Context from legal documents:
{context}
User question:
{question}
Now, provide a clear, structured, and concise explanation based ONLY on the context above.
If helpful, you may:
- quote specific clauses or sections (short snippets),
- list key points in bullet form,
- mention which document or source you are referring to.
"""
The system supports multiple LLM providers via environment variables:
OpenAI (gpt-4o-mini)
Groq (Llama-3.1-8B-Instant)
Google Gemini (1.5-Flash)
The final answer is created using:
PromptTemplate → LLM → OutputParser
via a LangChain runnable chain.
The system was tested using a collection of sample legal texts, including:
Indian Contract Act – Key Sections
NDA (Non-Disclosure Agreement) Sample Contract
Fundamental Rights (Constitutional Summary)
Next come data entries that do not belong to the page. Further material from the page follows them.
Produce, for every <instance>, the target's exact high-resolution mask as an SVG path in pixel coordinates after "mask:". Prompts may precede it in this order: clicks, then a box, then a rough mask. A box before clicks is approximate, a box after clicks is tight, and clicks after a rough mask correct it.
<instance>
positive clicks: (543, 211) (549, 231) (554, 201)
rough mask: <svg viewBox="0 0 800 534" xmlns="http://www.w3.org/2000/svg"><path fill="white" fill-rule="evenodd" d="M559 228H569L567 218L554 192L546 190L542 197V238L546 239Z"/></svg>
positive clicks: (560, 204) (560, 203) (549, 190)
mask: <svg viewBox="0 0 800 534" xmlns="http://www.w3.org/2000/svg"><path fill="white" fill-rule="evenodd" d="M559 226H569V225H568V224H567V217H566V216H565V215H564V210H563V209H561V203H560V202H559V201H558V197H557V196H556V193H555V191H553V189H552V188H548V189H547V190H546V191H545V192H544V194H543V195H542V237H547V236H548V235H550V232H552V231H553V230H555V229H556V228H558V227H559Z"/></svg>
Case Summary: Donoghue v. Stevenson
Data Protection Guidelines
Test Procedure:
Documents were placed in the data/ folder as .txt files.
The application was run using:
python src/app.py
Experimental results showed that the Legal Document RAG Assistant:
✔ Correctly retrieved relevant legal clauses
Semantic retrieval successfully matched questions to relevant sections of the Contract Act, NDA, and case summaries.
✔ Produced grounded explanations
Responses were consistent with the retrieved context and avoided hallucinations due to the strict RAG prompt.
✔ Demonstrated strong interpretability
Output included:
clause summaries,
section mentions,
bullet points,
plain-language restatements.
✔ Enforced legal-safety boundaries
The system consistently refused to give legal advice, answering with:
“I’m not sure based on the provided documents.”
when retrieval was insufficient.
✔ Worked across multiple LLM providers
OpenAI, Groq, and Gemini all generated coherent RAG-based answers.

This project demonstrates a complete end-to-end implementation of a RAG-based Legal Document Analyzer, fulfilling all requirements for AAIDC Module 1:
document ingestion
chunking
embedding
vector search
prompt construction
context-grounded LLM reasoning
The assistant is able to:
extract relevant legal information,
summarize complex clauses,
explain concepts in simple terms,
maintain safety by avoiding legal advice,
scale with additional documents and LLM providers.
This foundational architecture serves as a robust template for future modules involving:
agent workflows,
tool integration,
retrieval agents,
multi-step legal QA pipelines,
web UI deployment,
or integration with case/contract management systems.
The project successfully showcases practical use of RAG and agentic principles in a real-world legal domain.